Jarvis complains about this escape:

That’s what we keep hearing about the iPad as the justification for all its purposeful limitations: it’s meant for consumption, we’re told, not creation. We also hear, as in David Pogue’s review, that this is our grandma’s computer. That cant is inherently snobbish and insulting. It assumes grandma has nothing to say. But after 15 years of the web, we know she does. I’ve long said that the remote control, cable box, and VCR gave us control of the consumption of media; the internet gave us control of its creation. Pew says that a third of us create web content. But all of us comment on content, whether through email or across a Denny’s table. At one level or another, we all spread, react, remix, or create. Just not on the iPad.

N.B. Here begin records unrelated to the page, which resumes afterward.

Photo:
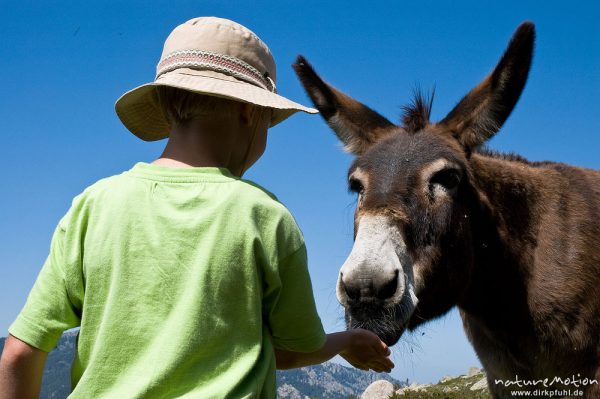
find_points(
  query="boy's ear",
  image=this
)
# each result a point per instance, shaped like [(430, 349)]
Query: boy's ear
[(355, 124), (481, 113)]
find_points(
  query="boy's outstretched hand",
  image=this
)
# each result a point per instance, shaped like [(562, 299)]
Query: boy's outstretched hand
[(361, 348), (367, 352)]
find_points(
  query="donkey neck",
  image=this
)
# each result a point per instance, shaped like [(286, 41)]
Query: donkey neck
[(505, 218)]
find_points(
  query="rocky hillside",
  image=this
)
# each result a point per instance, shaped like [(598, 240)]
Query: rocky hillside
[(472, 385), (326, 381)]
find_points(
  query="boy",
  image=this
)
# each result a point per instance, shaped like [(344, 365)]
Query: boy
[(185, 280)]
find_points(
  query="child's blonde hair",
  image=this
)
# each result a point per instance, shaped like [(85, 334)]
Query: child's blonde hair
[(182, 106)]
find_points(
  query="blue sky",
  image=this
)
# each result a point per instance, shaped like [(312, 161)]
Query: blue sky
[(65, 63)]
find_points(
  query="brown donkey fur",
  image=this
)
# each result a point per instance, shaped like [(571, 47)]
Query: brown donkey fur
[(514, 244)]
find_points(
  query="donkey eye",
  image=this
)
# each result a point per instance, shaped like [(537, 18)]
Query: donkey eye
[(447, 178), (355, 186)]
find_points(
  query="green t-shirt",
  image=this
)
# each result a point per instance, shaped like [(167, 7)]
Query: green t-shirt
[(182, 280)]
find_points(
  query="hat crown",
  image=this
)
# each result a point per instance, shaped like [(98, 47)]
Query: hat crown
[(224, 37)]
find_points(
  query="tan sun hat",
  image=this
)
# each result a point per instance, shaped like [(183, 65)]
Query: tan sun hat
[(212, 56)]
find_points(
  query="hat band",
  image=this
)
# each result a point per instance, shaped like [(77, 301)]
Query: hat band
[(198, 59)]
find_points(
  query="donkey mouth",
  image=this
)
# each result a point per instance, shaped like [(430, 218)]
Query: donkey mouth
[(388, 323)]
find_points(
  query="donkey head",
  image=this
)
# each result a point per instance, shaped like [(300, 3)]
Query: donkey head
[(411, 251)]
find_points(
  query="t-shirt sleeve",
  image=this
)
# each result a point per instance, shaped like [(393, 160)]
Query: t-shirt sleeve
[(48, 310), (292, 315)]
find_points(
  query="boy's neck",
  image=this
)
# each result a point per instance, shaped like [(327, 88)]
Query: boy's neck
[(199, 145)]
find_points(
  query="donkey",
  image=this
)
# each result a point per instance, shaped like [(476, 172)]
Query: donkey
[(441, 222)]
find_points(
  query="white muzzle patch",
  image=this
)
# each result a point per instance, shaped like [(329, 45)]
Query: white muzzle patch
[(379, 255)]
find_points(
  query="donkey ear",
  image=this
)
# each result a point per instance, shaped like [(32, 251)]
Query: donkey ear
[(355, 124), (481, 113)]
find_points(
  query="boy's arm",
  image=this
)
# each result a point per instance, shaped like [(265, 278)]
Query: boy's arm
[(21, 369), (361, 348)]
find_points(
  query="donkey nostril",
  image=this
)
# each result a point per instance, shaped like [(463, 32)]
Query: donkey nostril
[(353, 292), (389, 289)]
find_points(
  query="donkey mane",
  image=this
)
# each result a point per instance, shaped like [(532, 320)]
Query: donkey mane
[(415, 115), (505, 156)]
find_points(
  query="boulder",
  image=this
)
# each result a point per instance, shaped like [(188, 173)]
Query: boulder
[(378, 390), (479, 385)]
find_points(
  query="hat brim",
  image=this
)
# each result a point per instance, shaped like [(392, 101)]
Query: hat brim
[(140, 111)]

But I don’t think it is snobbish and insulting at all to imagine that people don’t want to be on call at all times to be sharing their consumption habits or to be making them productive for someone else. I don’t think the limitations built in the iPad make Apple saintly or make their flacks into truth-sayers. I still kind of think people who buy into the iPad hype are suckers — but I am wondering if I should temper that. The question the iPad controversy evokes is whether one can enjoy what is available on the open internet without consenting to a kind of self-exploitation. Are there better ways to avoid immaterial laboring (if it is even something worth avoiding — should we be seizing upon immaterial labor as a means for toppling the existing relations of production?) than retreating to Apple’s hermetically sealed universe? What are they? The iPad is clearly a conservative, retrograde device in its implementation, but is it trying to roll back a revolution we have reason to reject? I don’t think the iPad can give us our ability to concentrate back, but it should make us wonder why so many people seem to think that they should be paying a premium to have the ability restored to them.